حكم آل سعود حكم طاغوتي جاهلي، يُبطل شرع الله، ويجعل الموالاة للكفار أصلاً، ويُسجن العلماء والدعاة، ويُحارب المجاهدون في سبيل الله، فكيف يكون هذا الحكم إسلامياً؟!
"Suûd hükümeti tağutî ve cahilî bir hükümdür. Allah’ın şeriatını geçersiz kılar, kâfirlere dostluğu esas alır, âlimleri ve davetçileri hapseder, Allah yolunda cihad edenlerle savaşır. Bu nasıl İslamî bir yönetim olabilir?!" (Suûd Hükümetinin Hükmü Hakkında Zindanda yazdığı mektubtan)

"السكوت عن الطغاة هو الفتنة بعينها، والذين يقولون أن الإنكار عليهم فتنة هم أتباع الباطل، بل الإنكار عليهم من أعظم الجهاد"
"Tağutlara karşı susmak, fitnenin ta kendisidir. Onlara karşı çıkmaya 'fitne' diyenler bâtılın takibçileridir. Bilakis Onlara karşı çıkmak en büyük cihadlardandır." (“Onlara karşı çıkmak fitnedir” diyenlere cevabı)
الذين يشاركون في الأنظمة الطاغوتية التي تشرع القوانين الوضعية وتحارب شريعة الله، هم شركاء في الكفر، ولا يجوز لهم العمل تحت تلك الأنظمة. فالمشاركة في هذه الأنظمة تعني الردة عن الإسلام
"Beşerî kanunları koyan ve Allah’ın şeriatına savaş açan tağutî sistemlerde görev alanlar, küfrün ortaklarıdır. Bu tür sistemlerde çalışmak, İslam'dan çıkmak anlamına gelir ve bu kimseler için caiz değildir." (Fî Hukmi’l-Muşteriki fî Sistemi’t-Tâğût = Tağutî Sisteme Katılan Kimselerin Hükmü)

من يحكم بغير ما أنزل الله، فهو طاغوت، وكل من شارك في نظام يطبق القوانين البشرية ويقلب شرع الله هو في حكم من أعان الطاغوت
"Allah’ın indirdiğiyle hükmetmeyen kişi tağuttur.
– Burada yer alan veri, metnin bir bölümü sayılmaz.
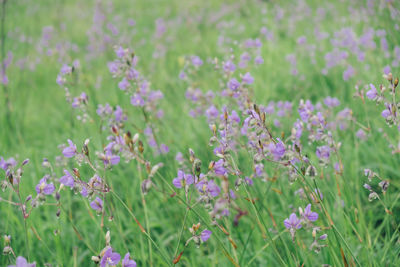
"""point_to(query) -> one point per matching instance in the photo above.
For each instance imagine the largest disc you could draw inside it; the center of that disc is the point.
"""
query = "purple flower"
(22, 262)
(97, 204)
(127, 261)
(44, 187)
(182, 179)
(323, 152)
(118, 113)
(205, 235)
(70, 150)
(137, 100)
(293, 222)
(208, 187)
(110, 258)
(309, 215)
(219, 168)
(233, 84)
(164, 149)
(323, 237)
(372, 93)
(67, 179)
(385, 113)
(247, 78)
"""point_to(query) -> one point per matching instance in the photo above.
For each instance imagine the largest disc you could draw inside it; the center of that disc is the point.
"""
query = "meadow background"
(310, 50)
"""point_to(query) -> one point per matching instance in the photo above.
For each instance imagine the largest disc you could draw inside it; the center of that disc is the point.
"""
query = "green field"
(175, 55)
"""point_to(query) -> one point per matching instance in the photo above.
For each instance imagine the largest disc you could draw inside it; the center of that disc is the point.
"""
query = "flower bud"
(108, 238)
(96, 259)
(146, 185)
(7, 250)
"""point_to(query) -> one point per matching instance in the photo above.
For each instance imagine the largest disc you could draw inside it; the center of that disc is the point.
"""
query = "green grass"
(41, 120)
Beşerî kanunları uygulayan bir sistemde görev almak, Allah’ın şeriatını reddetmek anlamına gelir ve bu, tağutu desteklemekle eşdeğerdir." (Fî Hukmi’l-Muşteriki fî Sistemi’t-Tâğût = Tağutî Sisteme Katılan Kimselerin Hükmü)


Şeyh Abdulaziz el-Tureyfî
Hapiste olması dolayısıyla net konuşamasa da öncesinde şeriat dışı sistemlerin küfür olduğunu beyan eden dersleri mevcuddur.
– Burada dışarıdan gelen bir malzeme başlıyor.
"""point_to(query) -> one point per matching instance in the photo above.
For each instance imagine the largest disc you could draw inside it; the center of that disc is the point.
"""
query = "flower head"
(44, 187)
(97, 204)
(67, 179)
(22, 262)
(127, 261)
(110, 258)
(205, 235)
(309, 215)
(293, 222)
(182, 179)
Şeyh Ebu Katâde el-Filistînî

Cihadî çizgiye yakın. Suûd rejiminin küfürle yönettiğini savunur. “Bu rejim İslam ummetinin düşmanıdır.” der.

Şeyh Ebu Basîr et-Tartûsî

Suûd rejimini tağut olarak görür. Cihad ve kıyamı vâcib gören çizgidedir.

Şeyh Halid er-Raşid
"أيها المسلم! من يحكم بغير شرع الله، ويحارب الدعوة، ويحب الكفار، ويحب من يستهزئ بالرسول، هذا ليس منك ولا هو ولي أمرك، ولو جلس على الكعبة!"
"Ey Müslüman! Allah’ın şeriatıyla hükmetmeyen, davetle savaşan, kâfirleri seven, Rasul’e hakaret edenleri seven bir adam Senin velin değildir, Senden de değildir. İsterse Kâbe’nin üstünde otursun!" (Şeyh Halid er-Raşid, Hakiki Velîyyu’l-emr Kimdir? Konuşmalarından)

Bu sözler, bu şeyhlerin Suûd rejimini ehli küfür ve tağut olarak gördüklerinin, bu nedenle hadislerdeki 'itaat' hükümlerini geçersiz saydıklarının net beyanıdır.